By Irene Schmidt-Adeney
and Helen Hall
June 6, 2019
When Paris’s Notre Dame cathedral caught fire in April, a robotic firefighter named Colossus helped reduce the damage by going into the burning building when it would have been unsafe for firefighters to do so.
Soon a similar robotic firefighter may be constructed here in Kitchener.
Deep Trekker is known for its submersible robots that are
primarily used to inspect watercraft and pipes below the
The company received international attention when its equipment was used to explore two famous shipwrecks – the HMS Erebus, from Sir John Franklin’s ill-fated journey to the Northwest Passage in 1845, and the USS Arizona, which was sunk in the bombing of Pearl Harbour in 1941.
Deep Trekker sales manager Cody Warner said the company has been working on a robotic firefighting device, known as the DT840.
“The DT840 is a completely submersible, battery operated, wheeled vehicle. It was originally designed for Explosive Ordinance Disposal (EOD) operations, where it can be operated with manipulators to remotely intervene with explosives and avoid human intervention,” said Warner.
“Due to its size and strength, and hearing about firefighters in Listowel being killed by a roof collapse, our engineering team decided to design an attachment to help in firefighting. The device carries a fire hose attached to an adjustable nozzle head to spray water on a fire, without having a person hold the hose directly at the site,” he said.
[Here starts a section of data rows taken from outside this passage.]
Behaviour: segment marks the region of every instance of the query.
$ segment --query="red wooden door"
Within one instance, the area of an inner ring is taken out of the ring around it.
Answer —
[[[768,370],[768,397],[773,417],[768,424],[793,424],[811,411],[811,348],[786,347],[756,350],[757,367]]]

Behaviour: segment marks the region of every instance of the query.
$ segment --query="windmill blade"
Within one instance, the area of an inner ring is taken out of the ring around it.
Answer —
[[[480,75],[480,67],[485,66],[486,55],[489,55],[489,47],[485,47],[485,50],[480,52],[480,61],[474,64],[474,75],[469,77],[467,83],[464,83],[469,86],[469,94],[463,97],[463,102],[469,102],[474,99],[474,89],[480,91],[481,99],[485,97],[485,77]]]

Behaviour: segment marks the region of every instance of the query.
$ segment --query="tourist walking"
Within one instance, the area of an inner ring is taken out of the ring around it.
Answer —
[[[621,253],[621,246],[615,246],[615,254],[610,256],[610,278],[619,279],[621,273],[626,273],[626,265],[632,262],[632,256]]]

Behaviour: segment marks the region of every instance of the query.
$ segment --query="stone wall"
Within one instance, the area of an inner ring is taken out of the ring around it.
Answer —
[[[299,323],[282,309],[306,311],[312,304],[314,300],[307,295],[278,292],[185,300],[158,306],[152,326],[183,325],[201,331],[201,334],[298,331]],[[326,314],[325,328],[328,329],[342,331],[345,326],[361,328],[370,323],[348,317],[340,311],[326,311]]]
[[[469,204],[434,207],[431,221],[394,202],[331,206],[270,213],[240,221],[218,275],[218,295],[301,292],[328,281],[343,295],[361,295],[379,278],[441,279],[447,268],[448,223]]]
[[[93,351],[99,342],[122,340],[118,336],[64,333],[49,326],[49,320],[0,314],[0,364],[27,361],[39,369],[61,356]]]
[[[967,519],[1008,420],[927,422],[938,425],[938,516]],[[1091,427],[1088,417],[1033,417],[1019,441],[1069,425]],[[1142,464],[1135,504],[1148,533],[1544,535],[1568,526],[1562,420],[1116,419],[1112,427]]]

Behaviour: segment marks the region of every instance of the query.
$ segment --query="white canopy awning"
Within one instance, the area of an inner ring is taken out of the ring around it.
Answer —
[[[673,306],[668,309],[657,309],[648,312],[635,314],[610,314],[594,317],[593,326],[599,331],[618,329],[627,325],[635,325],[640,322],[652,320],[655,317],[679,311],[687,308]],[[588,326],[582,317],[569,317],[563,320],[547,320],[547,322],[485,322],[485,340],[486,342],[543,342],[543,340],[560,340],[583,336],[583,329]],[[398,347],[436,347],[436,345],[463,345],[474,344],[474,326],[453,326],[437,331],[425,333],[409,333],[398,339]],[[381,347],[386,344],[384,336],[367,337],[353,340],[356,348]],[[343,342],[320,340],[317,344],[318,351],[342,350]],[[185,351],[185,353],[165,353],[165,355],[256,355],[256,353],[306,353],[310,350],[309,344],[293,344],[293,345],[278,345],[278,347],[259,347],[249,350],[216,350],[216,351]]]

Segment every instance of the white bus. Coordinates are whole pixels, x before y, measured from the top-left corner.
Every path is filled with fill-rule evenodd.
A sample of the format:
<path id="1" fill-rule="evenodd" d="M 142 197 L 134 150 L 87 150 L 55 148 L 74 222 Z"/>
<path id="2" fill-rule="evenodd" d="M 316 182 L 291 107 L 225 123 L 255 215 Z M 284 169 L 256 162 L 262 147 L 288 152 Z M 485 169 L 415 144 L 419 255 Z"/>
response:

In March 2011, volunteer firefighters Kenneth Rea, 56, of Atwood, and Raymond Walter, 30, of Listowel died when a roof collapsed on them when they were fighting a fire at a Dollar Store in downtown Listowel.
“The goal is to expand the distance from the human firefighter to the fire itself, particularly in hazardous scenarios like a chemical fire at a train or an industrial fire,” said Warner. “The crawler is also equipped with cameras to assist in getting a visual of the situation before sending the crawler in.”
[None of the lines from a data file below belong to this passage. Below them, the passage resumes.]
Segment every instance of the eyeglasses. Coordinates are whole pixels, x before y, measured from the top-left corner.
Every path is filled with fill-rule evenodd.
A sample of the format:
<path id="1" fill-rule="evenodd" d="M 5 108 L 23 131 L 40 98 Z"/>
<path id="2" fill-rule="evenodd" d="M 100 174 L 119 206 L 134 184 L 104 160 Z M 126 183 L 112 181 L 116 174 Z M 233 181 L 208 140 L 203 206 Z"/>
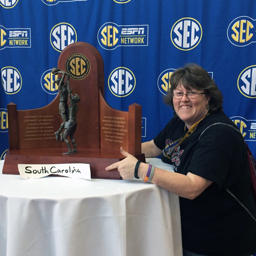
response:
<path id="1" fill-rule="evenodd" d="M 175 93 L 171 94 L 171 95 L 173 96 L 173 98 L 175 99 L 181 99 L 182 97 L 183 97 L 183 95 L 186 95 L 189 99 L 195 99 L 197 98 L 199 96 L 199 94 L 205 94 L 205 93 L 203 92 L 199 93 L 196 93 L 195 92 L 189 92 L 187 93 Z"/>

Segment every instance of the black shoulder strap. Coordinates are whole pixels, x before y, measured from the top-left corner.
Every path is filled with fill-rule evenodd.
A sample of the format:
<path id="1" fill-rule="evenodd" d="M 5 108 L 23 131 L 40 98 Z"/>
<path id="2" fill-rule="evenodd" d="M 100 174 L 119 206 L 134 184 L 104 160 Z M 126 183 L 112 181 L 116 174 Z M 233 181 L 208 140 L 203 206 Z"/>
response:
<path id="1" fill-rule="evenodd" d="M 200 136 L 199 136 L 199 138 L 198 138 L 198 140 L 201 138 L 201 136 L 203 135 L 203 134 L 206 131 L 208 128 L 210 127 L 211 127 L 214 125 L 216 125 L 217 124 L 222 124 L 223 125 L 225 125 L 227 126 L 228 126 L 233 130 L 236 131 L 236 132 L 238 132 L 241 136 L 243 137 L 243 138 L 244 137 L 243 136 L 243 135 L 241 133 L 240 131 L 238 130 L 237 129 L 237 128 L 234 127 L 234 126 L 230 125 L 230 124 L 228 124 L 227 123 L 222 123 L 222 122 L 218 122 L 218 123 L 213 123 L 212 124 L 211 124 L 210 125 L 209 125 L 208 127 L 207 127 L 205 129 L 204 129 L 204 131 L 202 132 L 202 133 L 200 134 Z M 247 211 L 247 212 L 250 215 L 250 216 L 254 220 L 255 222 L 256 223 L 256 219 L 254 217 L 254 216 L 251 214 L 250 211 L 244 206 L 244 205 L 238 199 L 231 191 L 228 188 L 225 188 L 226 191 L 233 198 Z"/>

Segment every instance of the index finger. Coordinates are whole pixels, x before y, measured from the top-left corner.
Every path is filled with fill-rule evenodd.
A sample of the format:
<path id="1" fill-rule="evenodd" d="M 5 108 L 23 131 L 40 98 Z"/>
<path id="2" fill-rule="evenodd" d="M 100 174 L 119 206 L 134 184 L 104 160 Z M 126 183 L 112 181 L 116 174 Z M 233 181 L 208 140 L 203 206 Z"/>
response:
<path id="1" fill-rule="evenodd" d="M 119 162 L 117 162 L 116 163 L 113 163 L 113 164 L 111 164 L 111 165 L 110 165 L 108 167 L 106 167 L 105 169 L 106 170 L 113 170 L 113 169 L 116 169 L 118 167 L 118 165 L 119 165 Z"/>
Other robotic firefighting devices have been created by the American military that are used for fires on military ships and to go into forests for wildfires. They can be programmed from up to a quarter mile away.
Warner was one of 12 employees when Deep Trekker opened its production facility in Ayr in 2014. The company moved to south Kitchener when more space was needed. Warner now leads the company’s sales team and the company as a whole has grown to over 50 employees.
Because of the company’s connection to Ayr, it approached the North Dumfries Fire Department to see if they would help test the robotic firefighting device. They hope to begin testing in July.